When I teach courses on structural equation modeling (SEM), I tell my students that any model with instrumental variables can be estimated in the SEM framework. Then I present a classic example of simultaneous causation in which *X* affects *Y*, and *Y* also affects *X.* Models like this can be estimated if each of the two variables also has an instrumental variable—a variable that affects it but not the other variable. Specification of the model is fairly straightforward in any SEM package.

However, there are lots of other uses of instrumental variables. My claim that they can all be estimated with SEM is more speculative than I usually care to admit. A couple weeks ago I got a question about instrumental variables in SEM that really had me stumped. What seemed like the right way to do it was giving the wrong answer—at least not the answer produced by all the standard econometric methods, like two-stage least squares (2SLS) or the generalized method of moments (GMM). When I finally hit on the solution, I figured that others might benefit from what I had learned. Hence, this blog post.

LEARN MORE IN A SEMINAR WITH PAUL ALLISON

The question came from Steven Utke, an assistant professor of accounting at the University of Connecticut. Steve was trying to replicate a famous study by David Card (1995) that attempted to estimate the causal effect of education on wages by using proximity to college as an instrumental variable. Steve was able to replicate Card’s 2SLS analysis, but he couldn’t get an SEM model to produce similar results.

For didactic purposes, I’m going to greatly simplify Card’s analysis by excluding a lot of variables that are not essential for the example. I’ll use Stata for the analysis, but equivalent SAS code can be found in Addendum 2.

Let’s begin with a bivariate regression of the log of hourly wages on years of education, for a sample of 3,010 young men in 1976.

. use "https://dl.dropboxusercontent.com/s/bu8ze4db4bywwin/card", clear . gen lwage = log(wage) . regress lwage educ ------------------------------------------------------------------------------ lwage | Coef. Std. Err. t P>|t| [95% Conf. Interval] -------------+---------------------------------------------------------------- educ | .0520942 .0028697 18.15 0.000 .0464674 .057721 _cons | 5.570882 .0388295 143.47 0.000 5.494747 5.647017 ------------------------------------------------------------------------------

Education has a highly significant coefficient, whose magnitude can be interpreted as follows: each additional year of schooling is associated with about a 5% increase in wages.

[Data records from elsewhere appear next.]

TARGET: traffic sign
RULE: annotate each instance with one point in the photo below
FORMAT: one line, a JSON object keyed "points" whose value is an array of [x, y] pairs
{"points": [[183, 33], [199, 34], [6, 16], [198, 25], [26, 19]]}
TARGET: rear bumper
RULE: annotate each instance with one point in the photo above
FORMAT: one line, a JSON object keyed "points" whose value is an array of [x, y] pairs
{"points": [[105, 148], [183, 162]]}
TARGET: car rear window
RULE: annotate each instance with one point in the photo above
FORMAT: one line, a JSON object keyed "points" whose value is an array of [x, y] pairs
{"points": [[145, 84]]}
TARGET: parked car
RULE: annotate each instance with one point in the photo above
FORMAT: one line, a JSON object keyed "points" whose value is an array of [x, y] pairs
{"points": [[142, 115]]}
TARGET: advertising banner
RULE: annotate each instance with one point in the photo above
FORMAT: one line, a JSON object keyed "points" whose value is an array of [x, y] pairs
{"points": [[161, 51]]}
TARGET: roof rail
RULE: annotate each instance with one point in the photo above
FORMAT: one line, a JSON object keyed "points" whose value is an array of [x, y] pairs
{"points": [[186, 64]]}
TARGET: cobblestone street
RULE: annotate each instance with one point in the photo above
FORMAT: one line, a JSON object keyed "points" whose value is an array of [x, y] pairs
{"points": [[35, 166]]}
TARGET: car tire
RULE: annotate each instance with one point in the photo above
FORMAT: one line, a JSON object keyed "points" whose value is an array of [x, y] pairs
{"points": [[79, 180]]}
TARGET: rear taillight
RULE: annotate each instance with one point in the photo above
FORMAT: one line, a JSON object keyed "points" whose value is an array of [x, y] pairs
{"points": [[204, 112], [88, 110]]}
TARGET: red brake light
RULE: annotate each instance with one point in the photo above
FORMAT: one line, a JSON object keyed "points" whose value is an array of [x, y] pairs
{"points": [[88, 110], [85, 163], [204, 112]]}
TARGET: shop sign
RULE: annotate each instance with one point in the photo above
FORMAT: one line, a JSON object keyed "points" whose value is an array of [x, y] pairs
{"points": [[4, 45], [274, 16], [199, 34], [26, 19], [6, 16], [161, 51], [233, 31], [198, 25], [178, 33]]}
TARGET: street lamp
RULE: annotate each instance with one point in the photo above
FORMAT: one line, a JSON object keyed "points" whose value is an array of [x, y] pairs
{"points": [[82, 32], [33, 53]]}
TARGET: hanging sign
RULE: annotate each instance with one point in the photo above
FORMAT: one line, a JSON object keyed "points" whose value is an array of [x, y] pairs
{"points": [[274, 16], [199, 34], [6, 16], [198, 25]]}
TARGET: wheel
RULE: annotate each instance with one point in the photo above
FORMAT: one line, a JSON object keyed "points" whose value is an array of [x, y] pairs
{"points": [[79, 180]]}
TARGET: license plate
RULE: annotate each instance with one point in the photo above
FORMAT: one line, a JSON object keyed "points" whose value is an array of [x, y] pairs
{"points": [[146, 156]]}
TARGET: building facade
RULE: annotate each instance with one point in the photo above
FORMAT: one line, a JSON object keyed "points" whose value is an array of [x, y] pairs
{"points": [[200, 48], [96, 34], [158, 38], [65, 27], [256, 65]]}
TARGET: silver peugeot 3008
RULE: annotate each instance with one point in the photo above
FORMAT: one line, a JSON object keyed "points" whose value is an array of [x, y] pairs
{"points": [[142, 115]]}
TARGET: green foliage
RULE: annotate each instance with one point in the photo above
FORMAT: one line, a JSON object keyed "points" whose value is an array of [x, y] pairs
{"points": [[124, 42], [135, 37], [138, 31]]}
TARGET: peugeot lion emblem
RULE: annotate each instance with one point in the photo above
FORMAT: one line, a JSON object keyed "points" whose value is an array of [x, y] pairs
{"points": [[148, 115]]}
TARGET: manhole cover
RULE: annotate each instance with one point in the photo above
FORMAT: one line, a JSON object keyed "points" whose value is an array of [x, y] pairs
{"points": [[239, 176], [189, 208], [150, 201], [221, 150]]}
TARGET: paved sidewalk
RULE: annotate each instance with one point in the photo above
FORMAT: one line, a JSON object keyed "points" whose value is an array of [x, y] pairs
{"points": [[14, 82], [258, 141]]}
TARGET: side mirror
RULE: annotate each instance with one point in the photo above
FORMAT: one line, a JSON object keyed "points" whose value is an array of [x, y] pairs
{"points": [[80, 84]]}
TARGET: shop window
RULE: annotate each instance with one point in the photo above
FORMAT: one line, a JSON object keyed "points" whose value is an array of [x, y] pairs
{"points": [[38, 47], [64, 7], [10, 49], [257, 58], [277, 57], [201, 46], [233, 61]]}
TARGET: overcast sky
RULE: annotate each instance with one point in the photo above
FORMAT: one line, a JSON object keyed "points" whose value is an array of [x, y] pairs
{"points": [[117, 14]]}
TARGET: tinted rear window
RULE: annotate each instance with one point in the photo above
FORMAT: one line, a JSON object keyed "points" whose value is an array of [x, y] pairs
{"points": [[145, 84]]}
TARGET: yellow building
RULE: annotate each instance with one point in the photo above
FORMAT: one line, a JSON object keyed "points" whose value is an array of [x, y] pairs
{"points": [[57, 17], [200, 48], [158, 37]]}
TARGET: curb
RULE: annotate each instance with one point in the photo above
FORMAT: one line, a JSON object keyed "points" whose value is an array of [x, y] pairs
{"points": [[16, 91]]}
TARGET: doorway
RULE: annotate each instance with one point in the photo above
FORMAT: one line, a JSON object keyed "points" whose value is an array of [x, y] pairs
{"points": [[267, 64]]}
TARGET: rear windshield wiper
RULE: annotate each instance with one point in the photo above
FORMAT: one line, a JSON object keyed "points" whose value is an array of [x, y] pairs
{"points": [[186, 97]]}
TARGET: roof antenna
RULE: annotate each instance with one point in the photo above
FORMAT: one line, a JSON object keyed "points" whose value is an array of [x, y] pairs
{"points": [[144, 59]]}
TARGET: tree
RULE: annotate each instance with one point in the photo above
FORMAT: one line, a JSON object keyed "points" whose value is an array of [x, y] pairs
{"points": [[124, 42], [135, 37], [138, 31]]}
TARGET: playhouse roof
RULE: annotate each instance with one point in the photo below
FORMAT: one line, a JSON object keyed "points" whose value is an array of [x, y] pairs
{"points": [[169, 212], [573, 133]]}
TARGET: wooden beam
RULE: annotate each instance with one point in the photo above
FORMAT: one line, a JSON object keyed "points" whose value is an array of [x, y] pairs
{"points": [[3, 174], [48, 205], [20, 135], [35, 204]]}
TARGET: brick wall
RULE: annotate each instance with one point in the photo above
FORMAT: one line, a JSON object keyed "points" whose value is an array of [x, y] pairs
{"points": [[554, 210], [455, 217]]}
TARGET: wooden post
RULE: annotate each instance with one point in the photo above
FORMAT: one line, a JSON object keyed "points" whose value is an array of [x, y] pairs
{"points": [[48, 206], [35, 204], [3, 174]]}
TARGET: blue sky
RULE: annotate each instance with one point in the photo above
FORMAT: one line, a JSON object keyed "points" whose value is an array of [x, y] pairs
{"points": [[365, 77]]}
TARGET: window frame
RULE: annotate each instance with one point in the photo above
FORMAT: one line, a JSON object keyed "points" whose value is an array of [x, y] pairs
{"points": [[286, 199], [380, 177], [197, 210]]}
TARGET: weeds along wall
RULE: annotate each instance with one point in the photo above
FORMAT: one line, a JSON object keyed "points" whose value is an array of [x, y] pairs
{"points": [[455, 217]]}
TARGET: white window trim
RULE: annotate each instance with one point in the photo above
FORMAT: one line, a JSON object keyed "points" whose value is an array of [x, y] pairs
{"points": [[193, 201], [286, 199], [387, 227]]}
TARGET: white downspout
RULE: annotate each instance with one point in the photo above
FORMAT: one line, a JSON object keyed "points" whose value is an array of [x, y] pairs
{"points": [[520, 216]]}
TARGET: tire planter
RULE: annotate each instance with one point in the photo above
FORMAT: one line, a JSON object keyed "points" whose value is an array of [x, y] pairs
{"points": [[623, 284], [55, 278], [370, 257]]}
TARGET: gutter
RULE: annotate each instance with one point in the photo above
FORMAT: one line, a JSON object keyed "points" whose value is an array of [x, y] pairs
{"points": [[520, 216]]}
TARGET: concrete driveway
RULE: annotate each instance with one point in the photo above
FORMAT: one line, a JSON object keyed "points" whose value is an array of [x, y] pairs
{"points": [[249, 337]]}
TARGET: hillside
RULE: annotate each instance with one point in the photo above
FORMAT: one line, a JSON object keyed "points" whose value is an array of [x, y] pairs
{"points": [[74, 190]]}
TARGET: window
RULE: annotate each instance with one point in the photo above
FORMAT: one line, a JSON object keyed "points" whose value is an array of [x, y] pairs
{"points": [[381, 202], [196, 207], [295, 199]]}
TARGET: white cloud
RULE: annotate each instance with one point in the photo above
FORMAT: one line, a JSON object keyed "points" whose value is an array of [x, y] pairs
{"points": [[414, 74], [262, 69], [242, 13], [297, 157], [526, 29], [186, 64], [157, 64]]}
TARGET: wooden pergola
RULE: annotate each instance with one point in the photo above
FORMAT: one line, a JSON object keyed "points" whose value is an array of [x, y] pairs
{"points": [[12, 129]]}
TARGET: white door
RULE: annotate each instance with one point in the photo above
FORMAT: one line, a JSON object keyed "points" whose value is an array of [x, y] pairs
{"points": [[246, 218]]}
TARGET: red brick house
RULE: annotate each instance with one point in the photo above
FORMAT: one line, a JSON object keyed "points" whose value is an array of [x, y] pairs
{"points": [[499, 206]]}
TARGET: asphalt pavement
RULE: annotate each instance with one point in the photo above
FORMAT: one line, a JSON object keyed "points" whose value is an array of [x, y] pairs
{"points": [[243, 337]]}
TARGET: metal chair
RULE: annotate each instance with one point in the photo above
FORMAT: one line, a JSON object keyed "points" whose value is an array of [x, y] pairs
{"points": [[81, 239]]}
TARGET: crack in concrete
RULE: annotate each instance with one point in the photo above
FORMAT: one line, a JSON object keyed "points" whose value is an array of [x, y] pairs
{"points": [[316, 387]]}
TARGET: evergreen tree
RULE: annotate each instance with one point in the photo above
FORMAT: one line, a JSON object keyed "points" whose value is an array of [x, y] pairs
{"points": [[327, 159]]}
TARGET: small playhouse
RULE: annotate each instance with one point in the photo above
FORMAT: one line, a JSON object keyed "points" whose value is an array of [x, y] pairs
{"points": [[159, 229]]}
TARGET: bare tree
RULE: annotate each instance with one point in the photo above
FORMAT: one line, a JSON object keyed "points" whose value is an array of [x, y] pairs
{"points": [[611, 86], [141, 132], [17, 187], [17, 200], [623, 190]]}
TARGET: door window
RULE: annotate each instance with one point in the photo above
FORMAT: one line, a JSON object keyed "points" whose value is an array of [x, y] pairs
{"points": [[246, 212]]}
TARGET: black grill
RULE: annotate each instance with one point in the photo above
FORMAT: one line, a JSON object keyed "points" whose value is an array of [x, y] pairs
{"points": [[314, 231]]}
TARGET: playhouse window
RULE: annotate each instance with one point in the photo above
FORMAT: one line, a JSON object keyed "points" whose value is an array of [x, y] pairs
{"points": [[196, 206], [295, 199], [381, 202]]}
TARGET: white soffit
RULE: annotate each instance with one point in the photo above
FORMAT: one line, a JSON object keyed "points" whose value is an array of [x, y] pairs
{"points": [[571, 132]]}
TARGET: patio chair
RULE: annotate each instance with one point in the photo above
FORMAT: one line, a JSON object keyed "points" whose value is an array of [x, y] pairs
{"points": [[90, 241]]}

Of course, the problem with treating this as a causal effect is that there are likely to be many omitted variables that affect both education and wages. We could control for those variables by measuring them and including them in the model (and Card did that for many variables). But there’s no way we can control for all the possible confounding variables, especially because some variables are difficult to measure (e.g., ability). We must therefore conclude that education is correlated with the error term in the regression (a form of endogeneity), and that our regression coefficient is therefore biased to an unknown degree.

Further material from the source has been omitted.